Degradation of E2 at different concentrations by bacterial co-culture

In this experiment, 250-ml Erlenmeyer flasks containing acetone-free MS medium with different initial concentrations of E2 and 2% of cell suspension were incubated in a rotary shaker (150 rpm) at 25 °C in the dark. The initial concentrations of E2 were set as 1, 5, 10 and 20 mg L−1. At designated intervals, culture samples were collected for the determination of OD600 and E2 residue.

Effect of factors on bacterial growth and E2 degradation

The experiment on the effect of nitrogen source on bacterial growth and 17β-estradiol degradation was performed by using 1.0 g L−1 of NaNO3 or 0.63 g L−1 of NH4Cl as a sole nitrogen source in the acetone-free MS medium. To investigate the effect of molar concentration ratio of carbon to nitrogen (C/N ratio) on bacterial growth and E2 degradation, the C/N ratios were set as 1:35, 1:20 and 1:10 by changing the amount of nitrogen source in the culture medium with 5 mg L−1 of E2, and we adjusted the pH by adding solution of HCl or NaOH to be 7.0. Regarding the pH effect, MS media with six different pH values (4.02, 5.15, 6.01, 7.06, 8.12 and 9.14) adjusted with 0.1 mol L−1 HCl and 0.1 mol L−1 NaOH were used. Experiments on the effect of carbon coexistence on bacterial growth and 17β-estradiol degradation were conducted by adding 22.5 mg L−1 of sodium acetate trihydrate, 10.9 mg L−1 of glucose and 14.2 mg L−1 of sodium citrate to the acetone-free MS medium with 5 mg L−1 of E2. The effect of heavy metals on bacterial growth were evaluated by adding Ni (0, 0.2, 0.4, 0.8, 1.6 and 2 mg L−1), Pb (0, 2, 4, 8, 12 and16 mg L−1), Cd (0, 0.2, 0.4, 0.8, 1.6 and 2 mg L−1), and Cu (0, 0.2, 0.4, 0.8 and 1.6 mg L−1) to the MS medium in form of metal nitrate. After 5 days of incubation, samples were collected to measure OD600.

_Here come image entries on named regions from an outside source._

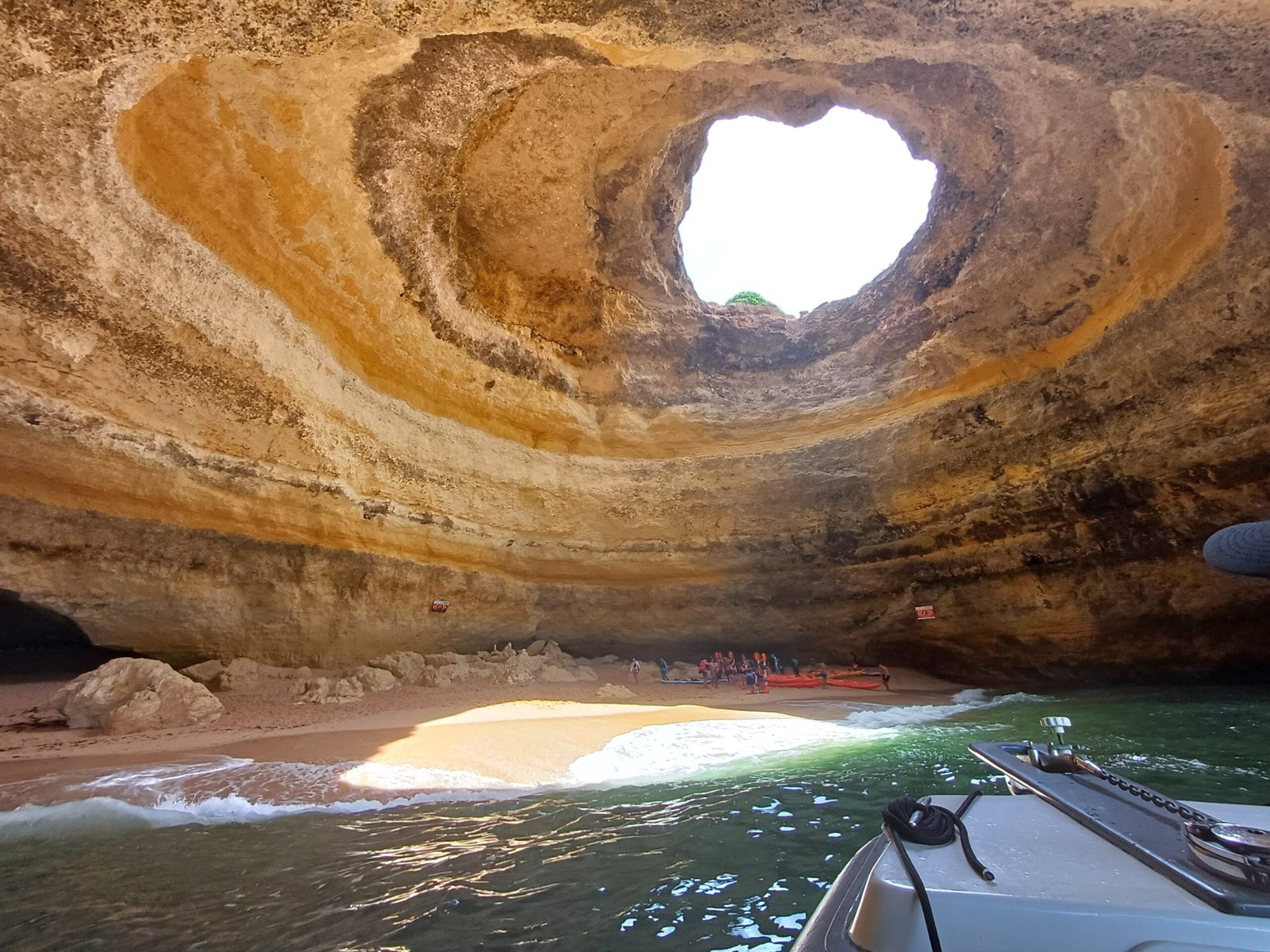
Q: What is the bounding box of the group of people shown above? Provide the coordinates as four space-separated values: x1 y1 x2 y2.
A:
658 651 800 694
631 651 891 694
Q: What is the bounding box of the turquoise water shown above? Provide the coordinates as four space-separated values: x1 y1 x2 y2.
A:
0 689 1270 952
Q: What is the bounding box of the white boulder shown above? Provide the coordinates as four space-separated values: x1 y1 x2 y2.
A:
51 658 225 734
493 651 542 684
366 651 428 684
344 664 396 693
296 678 366 704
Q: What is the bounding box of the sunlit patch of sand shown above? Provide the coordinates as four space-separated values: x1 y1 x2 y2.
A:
343 701 799 785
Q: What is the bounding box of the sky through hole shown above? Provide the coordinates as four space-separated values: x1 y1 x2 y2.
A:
679 108 935 315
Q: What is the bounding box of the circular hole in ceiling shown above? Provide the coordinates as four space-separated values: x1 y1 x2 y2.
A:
679 108 936 313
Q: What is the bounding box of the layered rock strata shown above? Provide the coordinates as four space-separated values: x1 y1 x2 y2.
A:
0 0 1270 681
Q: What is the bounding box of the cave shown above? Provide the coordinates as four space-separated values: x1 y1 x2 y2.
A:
0 0 1270 684
0 589 125 683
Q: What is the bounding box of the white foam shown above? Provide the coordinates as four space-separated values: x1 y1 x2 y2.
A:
0 690 1044 842
846 688 1046 728
0 791 525 843
563 717 866 787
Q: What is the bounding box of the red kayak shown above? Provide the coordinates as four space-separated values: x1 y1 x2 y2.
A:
767 674 881 690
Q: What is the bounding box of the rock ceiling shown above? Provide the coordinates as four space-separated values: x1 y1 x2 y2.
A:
0 0 1270 681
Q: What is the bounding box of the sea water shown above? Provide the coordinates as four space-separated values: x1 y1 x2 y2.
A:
0 688 1270 952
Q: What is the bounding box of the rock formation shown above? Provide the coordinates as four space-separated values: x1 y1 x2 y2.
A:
0 0 1270 681
49 658 225 734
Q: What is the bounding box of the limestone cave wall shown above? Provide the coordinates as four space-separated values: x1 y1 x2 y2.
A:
0 0 1270 683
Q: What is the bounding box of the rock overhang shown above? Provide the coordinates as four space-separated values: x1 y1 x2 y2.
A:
4 5 1265 685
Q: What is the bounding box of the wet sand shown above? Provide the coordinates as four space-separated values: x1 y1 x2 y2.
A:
0 665 963 785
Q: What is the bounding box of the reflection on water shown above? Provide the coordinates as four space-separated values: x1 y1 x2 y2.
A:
0 692 1270 952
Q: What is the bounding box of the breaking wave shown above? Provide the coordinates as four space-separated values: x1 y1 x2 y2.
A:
0 690 1045 842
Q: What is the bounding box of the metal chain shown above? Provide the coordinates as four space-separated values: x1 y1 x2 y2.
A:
1080 758 1221 823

The above E2 degradation experiments were conducted in a series of 250-ml flasks containing 100 ml of the specific cultural medium, 2% of cell suspension, and 5 mg L−1 of E2. The flasks were incubated in a shaker (150 rpm) at 25 °C in the dark. As a control without inoculation, 50 ml acetone-free MS medium with 5 mg L−1 of E2 was submitted to the same experimental conditions. All the above experiments were conducted in triplicate, and the data were expressed as means ± standard deviations.

Estrogen analysis

Bacterial cells were separated from the cultures by centrifuging them at 10,000 rpm for 10 min at 4 °C. Estrogen in the supernatant was extracted with ethyl acetate and concentrated by evaporating ethyl acetate and re-dissolving the residual precipitates in methanol. The final solution was filtered through a 0.22-µm membrane and analyzed using a high-performance liquid chromatography (Agilent 1260) system equipped with a UV detector (λ = 205 nm), a 3-cm C-18 guard column, and a Lua end-capped (C18) reversed-phased column (4.6 × 150 mm, 5 µm particles; Phenomenex, Torrance, CA). 50-µl injection volumes were used; the mobile phase comprised acetonitrile and water at a volume ratio of 45:55 and had a flow rate of 1.0 ml min−1 14,33. The column temperature was adjusted to 25 °C. Retention time for E2 was 7.28–7.45 min. External calibration curves were generated to estimate sample concentrations from peak areas and were linear between 10 µg L−1 and 10 mg L−1. In addition, an internal standard was set to correct for losses during processing.